Everyone, for example trans*, intersex or non-heterosexual people, who do not meet the expectations of the binary gender norm, are defined as different from alleged standard. Therefore, heteronormativity structures powers between genders and sexualities. Non-conformance from the alleged norm will be viewed as negative and lead to unequal treatment. The devaluation of people whose identity does not equal the heteronormative categories of gender roles, gender relations and sexuality, is called hetero sexism.

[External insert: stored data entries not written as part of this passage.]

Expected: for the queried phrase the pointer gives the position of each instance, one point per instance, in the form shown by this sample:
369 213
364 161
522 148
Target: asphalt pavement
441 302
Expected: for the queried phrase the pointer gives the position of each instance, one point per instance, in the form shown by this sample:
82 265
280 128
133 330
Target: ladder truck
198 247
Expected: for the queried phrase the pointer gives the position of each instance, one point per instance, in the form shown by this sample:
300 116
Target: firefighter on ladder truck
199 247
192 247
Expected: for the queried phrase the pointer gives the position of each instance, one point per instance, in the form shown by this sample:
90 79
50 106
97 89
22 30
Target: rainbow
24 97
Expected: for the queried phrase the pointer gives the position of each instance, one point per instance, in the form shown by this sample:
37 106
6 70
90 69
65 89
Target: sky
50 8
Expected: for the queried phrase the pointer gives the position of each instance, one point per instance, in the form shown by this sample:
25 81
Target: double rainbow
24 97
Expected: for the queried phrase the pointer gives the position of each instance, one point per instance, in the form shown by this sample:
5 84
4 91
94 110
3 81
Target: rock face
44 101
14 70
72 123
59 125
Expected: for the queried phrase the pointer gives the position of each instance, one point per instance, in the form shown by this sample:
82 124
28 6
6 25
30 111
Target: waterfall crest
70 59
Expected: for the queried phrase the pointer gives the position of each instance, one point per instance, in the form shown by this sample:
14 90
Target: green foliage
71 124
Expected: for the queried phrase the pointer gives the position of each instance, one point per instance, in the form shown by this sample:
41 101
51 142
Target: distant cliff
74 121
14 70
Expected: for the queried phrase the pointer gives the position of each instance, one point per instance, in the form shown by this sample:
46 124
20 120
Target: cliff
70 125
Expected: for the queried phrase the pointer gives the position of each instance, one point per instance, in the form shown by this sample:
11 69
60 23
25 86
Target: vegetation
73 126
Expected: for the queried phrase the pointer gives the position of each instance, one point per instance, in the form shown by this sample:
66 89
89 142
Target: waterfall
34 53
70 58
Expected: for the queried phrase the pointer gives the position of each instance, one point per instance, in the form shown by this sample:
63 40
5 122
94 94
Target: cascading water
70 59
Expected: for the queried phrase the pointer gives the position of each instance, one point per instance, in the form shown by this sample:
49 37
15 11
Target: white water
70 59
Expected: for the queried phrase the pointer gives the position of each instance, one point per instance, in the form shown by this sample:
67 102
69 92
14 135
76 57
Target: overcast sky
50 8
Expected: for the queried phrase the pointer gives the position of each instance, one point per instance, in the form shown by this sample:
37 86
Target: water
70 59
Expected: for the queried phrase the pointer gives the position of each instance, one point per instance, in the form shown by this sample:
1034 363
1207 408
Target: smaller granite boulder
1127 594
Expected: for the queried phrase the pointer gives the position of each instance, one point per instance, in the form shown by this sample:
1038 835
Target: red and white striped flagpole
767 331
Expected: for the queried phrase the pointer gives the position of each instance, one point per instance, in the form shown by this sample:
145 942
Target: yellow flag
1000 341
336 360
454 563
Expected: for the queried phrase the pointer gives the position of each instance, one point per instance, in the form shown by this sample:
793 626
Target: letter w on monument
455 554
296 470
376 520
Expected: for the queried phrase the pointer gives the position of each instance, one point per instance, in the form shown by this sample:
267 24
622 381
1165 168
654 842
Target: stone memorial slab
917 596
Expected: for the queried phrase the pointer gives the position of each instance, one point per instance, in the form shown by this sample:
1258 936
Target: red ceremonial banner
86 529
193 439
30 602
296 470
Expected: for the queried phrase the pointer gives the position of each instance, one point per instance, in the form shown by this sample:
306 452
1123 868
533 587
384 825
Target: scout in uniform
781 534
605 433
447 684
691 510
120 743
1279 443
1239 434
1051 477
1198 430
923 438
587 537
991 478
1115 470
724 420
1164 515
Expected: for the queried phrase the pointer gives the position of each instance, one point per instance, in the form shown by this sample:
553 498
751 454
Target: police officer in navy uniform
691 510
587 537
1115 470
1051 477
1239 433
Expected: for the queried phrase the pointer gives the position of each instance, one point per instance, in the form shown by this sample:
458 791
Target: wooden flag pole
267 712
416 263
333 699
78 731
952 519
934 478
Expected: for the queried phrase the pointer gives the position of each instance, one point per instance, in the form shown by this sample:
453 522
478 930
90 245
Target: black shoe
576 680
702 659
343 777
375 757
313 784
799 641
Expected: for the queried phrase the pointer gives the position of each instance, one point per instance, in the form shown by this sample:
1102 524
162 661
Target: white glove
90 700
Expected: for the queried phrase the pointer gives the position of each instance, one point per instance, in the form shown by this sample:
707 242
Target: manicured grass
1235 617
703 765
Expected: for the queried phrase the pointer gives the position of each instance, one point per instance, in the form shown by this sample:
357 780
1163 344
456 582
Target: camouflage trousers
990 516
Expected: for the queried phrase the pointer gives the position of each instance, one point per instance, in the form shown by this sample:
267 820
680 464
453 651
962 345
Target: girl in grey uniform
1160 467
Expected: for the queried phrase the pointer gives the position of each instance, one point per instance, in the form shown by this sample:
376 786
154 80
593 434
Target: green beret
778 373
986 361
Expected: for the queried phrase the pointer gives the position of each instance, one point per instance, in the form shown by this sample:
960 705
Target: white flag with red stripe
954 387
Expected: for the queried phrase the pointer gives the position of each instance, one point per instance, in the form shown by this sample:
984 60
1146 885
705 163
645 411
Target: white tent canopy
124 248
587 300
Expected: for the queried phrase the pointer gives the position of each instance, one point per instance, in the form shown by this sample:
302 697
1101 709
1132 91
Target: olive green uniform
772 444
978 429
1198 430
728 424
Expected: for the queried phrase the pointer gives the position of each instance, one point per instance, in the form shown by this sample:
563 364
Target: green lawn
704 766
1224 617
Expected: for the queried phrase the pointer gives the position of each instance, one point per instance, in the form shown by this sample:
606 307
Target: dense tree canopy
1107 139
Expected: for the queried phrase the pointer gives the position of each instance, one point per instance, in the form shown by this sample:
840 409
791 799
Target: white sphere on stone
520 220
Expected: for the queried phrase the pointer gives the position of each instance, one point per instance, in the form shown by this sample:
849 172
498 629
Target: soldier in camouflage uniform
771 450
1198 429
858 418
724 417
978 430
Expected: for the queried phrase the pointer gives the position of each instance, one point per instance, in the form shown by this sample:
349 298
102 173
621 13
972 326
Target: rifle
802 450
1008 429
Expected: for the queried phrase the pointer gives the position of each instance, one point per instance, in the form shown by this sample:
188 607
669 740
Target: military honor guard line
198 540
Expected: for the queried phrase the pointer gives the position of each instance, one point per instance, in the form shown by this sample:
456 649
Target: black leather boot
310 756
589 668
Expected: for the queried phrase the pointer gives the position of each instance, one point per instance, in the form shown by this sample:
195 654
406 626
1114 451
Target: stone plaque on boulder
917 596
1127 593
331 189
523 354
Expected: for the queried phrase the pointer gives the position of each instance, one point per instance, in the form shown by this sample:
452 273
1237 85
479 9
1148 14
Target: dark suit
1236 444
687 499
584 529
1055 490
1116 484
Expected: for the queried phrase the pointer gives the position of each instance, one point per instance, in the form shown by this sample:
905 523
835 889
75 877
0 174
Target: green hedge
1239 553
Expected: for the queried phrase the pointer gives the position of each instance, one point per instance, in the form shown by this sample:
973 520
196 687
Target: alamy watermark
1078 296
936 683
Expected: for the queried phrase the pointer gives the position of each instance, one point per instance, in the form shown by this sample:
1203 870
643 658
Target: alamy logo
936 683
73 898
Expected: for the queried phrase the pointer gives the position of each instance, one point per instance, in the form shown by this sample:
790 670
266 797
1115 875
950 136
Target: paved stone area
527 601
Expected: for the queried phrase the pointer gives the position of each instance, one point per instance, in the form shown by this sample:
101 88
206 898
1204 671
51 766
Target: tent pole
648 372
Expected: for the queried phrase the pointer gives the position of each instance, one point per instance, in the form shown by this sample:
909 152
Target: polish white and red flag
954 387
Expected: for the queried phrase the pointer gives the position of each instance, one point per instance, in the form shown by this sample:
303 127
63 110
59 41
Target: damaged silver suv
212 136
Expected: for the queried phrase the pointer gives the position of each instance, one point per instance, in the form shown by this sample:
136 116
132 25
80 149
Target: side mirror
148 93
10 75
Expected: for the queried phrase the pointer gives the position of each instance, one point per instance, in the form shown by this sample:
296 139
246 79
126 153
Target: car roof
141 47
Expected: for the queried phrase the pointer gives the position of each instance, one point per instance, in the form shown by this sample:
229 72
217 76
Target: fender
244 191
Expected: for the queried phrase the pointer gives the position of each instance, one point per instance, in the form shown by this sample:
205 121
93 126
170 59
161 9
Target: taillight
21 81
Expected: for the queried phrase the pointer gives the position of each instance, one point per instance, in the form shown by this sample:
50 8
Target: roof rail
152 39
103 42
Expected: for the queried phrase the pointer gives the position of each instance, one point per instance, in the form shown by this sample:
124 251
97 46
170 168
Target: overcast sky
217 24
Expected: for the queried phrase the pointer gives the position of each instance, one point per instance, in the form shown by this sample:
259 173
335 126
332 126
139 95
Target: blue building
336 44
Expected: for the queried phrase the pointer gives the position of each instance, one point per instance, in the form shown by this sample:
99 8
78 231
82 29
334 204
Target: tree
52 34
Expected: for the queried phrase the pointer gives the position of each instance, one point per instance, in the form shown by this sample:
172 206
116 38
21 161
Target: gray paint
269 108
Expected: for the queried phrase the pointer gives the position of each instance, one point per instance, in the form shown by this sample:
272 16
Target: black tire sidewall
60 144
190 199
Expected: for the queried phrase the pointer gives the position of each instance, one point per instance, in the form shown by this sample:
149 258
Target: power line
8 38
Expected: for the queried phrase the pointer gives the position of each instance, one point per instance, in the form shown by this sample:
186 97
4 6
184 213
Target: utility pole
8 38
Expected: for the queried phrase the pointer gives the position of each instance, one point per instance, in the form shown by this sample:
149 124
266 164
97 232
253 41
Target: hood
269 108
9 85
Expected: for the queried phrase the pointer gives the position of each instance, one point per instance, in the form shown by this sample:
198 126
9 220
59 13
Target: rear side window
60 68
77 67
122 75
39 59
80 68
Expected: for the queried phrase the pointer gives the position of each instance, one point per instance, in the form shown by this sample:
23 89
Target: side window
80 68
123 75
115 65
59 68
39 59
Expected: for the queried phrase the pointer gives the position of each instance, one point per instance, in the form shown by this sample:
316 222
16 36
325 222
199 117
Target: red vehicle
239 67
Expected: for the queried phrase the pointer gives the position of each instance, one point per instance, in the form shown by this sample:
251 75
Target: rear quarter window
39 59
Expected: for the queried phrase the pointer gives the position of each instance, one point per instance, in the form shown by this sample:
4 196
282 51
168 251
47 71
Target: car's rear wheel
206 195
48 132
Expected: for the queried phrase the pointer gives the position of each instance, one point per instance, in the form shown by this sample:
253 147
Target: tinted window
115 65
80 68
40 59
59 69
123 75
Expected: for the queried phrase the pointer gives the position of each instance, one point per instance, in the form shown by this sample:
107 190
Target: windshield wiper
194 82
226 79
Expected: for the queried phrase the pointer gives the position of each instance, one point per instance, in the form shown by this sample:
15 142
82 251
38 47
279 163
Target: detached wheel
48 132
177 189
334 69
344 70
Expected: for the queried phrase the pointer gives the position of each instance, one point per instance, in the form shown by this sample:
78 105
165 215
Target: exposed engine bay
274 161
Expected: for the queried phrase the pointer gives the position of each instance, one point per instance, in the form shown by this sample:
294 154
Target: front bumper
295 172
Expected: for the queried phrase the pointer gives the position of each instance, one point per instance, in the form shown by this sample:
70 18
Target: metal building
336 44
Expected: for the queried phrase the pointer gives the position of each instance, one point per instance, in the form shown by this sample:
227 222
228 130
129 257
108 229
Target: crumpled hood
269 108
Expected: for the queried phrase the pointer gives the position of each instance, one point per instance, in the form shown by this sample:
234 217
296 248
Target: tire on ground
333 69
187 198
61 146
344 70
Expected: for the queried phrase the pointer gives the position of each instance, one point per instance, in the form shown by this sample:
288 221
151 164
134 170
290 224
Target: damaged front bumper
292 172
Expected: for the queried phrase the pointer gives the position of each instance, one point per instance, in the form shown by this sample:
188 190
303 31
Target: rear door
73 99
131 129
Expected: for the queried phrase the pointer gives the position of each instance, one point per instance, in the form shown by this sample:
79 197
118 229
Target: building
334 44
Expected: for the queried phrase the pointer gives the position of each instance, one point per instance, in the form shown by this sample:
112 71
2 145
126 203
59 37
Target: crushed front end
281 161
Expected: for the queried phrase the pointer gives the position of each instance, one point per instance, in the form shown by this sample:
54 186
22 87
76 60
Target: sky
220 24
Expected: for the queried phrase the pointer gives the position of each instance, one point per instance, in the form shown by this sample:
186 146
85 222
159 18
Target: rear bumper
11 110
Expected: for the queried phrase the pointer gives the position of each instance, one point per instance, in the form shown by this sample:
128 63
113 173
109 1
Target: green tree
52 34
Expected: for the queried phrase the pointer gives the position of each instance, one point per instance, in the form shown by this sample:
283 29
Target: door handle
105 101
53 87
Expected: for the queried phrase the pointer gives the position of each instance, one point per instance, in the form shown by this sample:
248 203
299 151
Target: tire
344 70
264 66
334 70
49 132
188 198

At the beginning of the 1990’s, the US-American philosopher and gender scientist Judith Butler describes in the publication ‘’Gender Trouble’’, that the category sex is also constructed. For Butler this means that the categorisations of bodies in male and female are only based on an imaginary categorisation and assignment without natural legitimation. The construct of the heteronormativity is supported by the assumption of a supposed sex biologism. This means the equalisation of, for example, organs, hormones or chromosomes with the sex and supports the assignment of people based of physical characteristics.
This assignment should be reconsidered as gender, as well as gender body, exist in different variations. Butler’s theory is intensively discussed in scientific discourses and part of gender studies.